People's Deputy of Ukraine
- In office 10 December 1995 – 14 May 2002
- Preceded by: Constituency established
- Succeeded by: Oleh Humeniuk [uk]
- Constituency: Chernivtsi Oblast, 1 May District [uk] (1995–1998); Ternopil Oblast, No. 165 (1998–2002);

Personal details
- Born: 10 October 1956 (age 69) Berezhany, Ukrainian SSR, Soviet Union
- Party: European Solidarity (2000–?)
- Other political affiliations: People's Movement of Ukraine (c. 1998–1999); Social Democratic Party of Ukraine (united) (1999–2000); Independent (until c. 1998);
- Education: Taras Shevchenko University of Kyiv

= Oleh Ishchenko =

Ukrainian politician

Oleh Ivanovych Ishchenko (Олег Іванович Іщенко; born 10 October 1956) is a Ukrainian politician who was a People's Deputy of Ukraine from 1995 to 2002, representing the city of Chernivtsi's 1 May District from 1995 to 1998 and Ukraine's 165th electoral district in Ternopil Oblast from 1998 to 2002.

== Biography ==
Oleh Ivanovych Ishchenko was born 10 October 1956 in the city of Berezhany, in western Ukraine, to an ethnically Ukrainian family. He studied at Taras Shevchenko University of Kyiv, graduating from the law faculty in 1978, and he worked as a lawyer in the city of Chernihiv from 1978 to 1991 before serving as director of several companies.

Ishchenko was first elected to the Verkhovna Rada (Ukrainian parliament) in the 1994 Ukrainian parliamentary election for the city of Chernivtsi's 1 May District. At the time of his election, he was an independent and chairman of the board at a company known as the Russian-Ukrainian Petroleum Society.

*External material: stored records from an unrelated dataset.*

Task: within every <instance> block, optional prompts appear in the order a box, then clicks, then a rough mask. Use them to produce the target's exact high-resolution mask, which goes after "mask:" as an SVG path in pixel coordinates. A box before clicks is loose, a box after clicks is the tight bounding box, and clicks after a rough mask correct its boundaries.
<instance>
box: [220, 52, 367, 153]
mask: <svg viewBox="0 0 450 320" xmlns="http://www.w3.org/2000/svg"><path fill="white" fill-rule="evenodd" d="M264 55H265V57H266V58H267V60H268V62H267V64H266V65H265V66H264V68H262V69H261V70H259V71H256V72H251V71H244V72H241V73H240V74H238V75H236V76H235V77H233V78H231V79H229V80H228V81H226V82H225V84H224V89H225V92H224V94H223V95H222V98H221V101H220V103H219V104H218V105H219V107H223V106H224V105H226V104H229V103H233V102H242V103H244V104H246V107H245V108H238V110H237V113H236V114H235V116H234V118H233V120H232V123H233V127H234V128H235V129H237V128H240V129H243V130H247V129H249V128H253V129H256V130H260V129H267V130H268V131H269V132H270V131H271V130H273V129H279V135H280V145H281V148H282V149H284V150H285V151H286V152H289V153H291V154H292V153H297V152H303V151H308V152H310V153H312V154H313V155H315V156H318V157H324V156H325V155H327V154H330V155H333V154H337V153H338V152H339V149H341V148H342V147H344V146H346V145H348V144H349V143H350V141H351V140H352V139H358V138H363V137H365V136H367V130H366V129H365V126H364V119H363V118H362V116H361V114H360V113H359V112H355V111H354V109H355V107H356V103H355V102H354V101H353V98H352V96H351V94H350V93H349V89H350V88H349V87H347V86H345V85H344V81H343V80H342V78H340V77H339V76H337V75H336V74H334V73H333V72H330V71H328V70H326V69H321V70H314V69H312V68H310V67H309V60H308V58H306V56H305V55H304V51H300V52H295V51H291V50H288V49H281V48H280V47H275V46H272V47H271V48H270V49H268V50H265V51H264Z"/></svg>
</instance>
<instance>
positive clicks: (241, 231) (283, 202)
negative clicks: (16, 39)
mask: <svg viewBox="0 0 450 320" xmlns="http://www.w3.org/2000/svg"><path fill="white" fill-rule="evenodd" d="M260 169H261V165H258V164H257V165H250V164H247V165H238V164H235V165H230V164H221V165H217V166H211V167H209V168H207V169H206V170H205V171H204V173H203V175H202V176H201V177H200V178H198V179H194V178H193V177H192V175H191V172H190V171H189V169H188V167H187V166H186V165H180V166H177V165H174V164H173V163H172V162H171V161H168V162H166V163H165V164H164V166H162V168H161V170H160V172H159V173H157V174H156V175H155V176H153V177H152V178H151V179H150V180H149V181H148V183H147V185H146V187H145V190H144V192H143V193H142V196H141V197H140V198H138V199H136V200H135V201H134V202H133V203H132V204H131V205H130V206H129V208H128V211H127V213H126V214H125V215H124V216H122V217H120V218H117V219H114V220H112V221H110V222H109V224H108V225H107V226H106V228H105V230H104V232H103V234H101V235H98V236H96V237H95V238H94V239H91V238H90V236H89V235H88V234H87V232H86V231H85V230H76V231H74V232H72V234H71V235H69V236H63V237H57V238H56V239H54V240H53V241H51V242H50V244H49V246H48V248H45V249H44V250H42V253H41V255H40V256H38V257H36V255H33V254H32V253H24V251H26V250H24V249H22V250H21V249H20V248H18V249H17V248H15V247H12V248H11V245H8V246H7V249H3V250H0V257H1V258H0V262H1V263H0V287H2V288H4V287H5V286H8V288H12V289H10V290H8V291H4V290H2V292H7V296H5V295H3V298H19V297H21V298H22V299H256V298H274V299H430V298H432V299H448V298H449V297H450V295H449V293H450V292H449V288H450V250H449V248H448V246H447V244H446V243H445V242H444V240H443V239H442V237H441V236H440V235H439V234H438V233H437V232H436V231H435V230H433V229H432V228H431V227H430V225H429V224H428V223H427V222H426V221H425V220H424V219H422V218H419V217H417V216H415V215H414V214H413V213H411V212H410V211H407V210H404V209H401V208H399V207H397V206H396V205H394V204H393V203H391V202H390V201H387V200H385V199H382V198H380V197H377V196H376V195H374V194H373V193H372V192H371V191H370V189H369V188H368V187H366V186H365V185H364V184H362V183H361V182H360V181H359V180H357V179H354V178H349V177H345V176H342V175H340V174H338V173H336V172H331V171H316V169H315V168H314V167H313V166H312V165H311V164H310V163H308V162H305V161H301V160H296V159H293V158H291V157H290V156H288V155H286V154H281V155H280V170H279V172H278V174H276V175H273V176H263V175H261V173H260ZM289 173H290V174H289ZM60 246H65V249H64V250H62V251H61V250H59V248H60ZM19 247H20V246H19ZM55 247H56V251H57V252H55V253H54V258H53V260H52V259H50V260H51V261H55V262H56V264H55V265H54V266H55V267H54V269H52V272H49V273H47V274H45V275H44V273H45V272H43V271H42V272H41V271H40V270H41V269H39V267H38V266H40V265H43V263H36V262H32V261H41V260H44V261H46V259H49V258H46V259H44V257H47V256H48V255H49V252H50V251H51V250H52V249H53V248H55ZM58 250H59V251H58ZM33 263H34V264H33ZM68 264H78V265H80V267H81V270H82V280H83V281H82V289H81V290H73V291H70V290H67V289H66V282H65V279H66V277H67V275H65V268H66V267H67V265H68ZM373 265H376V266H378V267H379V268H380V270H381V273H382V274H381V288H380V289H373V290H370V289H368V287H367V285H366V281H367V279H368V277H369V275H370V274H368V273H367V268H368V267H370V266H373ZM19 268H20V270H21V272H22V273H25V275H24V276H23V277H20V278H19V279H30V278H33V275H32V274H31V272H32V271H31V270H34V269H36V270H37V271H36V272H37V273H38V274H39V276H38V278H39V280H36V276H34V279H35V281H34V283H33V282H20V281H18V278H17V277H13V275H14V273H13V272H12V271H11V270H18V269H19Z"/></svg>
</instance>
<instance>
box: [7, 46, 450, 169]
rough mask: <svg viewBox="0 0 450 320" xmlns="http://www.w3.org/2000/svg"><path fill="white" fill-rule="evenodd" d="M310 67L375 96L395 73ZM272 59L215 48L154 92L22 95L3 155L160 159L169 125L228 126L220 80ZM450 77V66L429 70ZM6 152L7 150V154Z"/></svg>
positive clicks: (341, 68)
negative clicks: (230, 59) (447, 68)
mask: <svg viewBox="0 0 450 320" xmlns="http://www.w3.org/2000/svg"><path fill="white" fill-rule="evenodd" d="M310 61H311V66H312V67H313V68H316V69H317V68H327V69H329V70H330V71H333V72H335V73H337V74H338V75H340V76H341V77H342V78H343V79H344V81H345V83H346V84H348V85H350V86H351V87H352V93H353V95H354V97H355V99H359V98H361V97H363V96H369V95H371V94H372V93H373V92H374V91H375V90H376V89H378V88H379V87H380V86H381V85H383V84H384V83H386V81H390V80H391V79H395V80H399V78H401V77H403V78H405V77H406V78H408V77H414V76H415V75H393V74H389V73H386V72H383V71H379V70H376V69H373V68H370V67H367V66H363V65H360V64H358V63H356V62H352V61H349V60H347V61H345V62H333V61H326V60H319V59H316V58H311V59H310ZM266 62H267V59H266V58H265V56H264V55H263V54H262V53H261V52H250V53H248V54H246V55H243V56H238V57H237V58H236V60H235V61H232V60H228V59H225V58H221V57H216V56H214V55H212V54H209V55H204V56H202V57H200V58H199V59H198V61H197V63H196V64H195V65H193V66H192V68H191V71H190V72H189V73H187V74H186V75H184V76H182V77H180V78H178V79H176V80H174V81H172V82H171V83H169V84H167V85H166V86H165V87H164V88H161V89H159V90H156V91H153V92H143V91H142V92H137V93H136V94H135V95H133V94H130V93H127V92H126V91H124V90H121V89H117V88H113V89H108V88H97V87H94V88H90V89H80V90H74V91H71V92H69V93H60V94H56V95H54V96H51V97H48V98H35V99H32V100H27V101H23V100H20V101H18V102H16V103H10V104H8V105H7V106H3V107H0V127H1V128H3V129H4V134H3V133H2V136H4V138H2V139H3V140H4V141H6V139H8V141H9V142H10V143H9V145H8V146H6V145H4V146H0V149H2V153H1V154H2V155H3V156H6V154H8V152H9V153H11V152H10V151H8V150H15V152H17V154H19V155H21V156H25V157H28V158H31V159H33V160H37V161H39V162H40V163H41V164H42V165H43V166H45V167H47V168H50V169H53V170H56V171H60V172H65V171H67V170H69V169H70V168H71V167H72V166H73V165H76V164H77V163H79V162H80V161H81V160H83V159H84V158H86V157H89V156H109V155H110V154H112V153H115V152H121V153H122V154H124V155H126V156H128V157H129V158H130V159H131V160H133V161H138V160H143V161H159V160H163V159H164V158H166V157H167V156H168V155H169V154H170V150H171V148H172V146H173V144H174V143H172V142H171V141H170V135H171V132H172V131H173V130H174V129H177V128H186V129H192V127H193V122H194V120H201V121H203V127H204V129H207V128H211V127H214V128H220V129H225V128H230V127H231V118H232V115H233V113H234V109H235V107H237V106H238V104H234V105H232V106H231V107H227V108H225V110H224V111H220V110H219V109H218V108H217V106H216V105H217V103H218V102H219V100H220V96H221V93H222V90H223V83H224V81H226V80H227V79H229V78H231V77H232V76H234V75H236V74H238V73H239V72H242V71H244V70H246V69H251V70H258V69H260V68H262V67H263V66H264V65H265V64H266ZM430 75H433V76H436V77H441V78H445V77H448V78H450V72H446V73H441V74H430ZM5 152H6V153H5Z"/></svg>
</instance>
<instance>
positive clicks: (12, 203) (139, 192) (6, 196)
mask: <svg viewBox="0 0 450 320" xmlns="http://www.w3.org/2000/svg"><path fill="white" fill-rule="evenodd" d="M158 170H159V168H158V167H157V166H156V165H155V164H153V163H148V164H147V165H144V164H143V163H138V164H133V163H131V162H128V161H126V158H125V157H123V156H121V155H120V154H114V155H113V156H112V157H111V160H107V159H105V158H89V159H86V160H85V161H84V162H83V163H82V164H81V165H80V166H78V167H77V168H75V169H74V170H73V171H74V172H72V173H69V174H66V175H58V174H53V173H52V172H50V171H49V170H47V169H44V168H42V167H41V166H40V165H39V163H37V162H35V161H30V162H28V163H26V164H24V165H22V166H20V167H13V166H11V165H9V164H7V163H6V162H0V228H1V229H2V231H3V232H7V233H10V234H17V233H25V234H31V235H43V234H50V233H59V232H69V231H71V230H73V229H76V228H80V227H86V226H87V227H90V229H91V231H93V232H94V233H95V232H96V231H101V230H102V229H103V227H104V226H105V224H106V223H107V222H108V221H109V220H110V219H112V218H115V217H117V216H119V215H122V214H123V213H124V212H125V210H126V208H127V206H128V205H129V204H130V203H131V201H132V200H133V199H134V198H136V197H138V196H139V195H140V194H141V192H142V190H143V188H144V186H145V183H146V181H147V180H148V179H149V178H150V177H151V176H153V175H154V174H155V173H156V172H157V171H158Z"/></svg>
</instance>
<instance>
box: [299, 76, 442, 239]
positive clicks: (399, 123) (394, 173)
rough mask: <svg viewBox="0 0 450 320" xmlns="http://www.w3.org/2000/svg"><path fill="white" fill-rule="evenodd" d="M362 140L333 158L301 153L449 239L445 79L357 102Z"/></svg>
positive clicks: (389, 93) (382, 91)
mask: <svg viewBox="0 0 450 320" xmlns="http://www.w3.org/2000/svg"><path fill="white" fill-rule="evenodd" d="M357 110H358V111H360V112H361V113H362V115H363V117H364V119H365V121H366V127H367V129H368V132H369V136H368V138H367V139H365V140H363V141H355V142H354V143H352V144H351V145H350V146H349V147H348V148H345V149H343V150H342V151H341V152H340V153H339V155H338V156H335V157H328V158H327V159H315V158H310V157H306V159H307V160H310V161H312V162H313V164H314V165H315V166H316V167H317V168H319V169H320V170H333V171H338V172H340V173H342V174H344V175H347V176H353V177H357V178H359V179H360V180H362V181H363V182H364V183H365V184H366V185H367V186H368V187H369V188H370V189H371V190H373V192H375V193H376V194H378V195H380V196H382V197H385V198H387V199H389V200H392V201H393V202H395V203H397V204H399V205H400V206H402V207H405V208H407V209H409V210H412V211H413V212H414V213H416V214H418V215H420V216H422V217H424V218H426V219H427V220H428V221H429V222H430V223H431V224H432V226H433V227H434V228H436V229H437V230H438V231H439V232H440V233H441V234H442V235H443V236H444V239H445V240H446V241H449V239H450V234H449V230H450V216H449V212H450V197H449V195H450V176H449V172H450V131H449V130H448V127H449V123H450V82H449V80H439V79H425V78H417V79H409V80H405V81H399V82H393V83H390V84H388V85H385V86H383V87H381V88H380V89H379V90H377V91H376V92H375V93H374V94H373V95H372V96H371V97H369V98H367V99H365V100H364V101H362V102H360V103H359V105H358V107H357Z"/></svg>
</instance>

During the 1998 Ukrainian parliamentary election Ishchenko was re-elected to the Verkhovna Rada, this time representing the newly-established 165th electoral district in Ternopil Oblast. At the time, he was a member of the People's Movement of Ukraine (abbreviated Rukh). He was involved in Rukhs 1999 split, after party leader Viacheslav Chornovil described him as a "gas oil shark" and claimed that he had bribed the faction of Rukh opposed to Chornovil with one million dollars to remove him from office. He left Rukh in October of the same year to join the Social Democratic Party of Ukraine (united), which he was part of until July 2000, when he joined Petro Poroshenko's Solidarity faction. He was a member of the Finance and Banking Activities Committee.

Ishchenko did not run in the 2002 Ukrainian parliamentary election.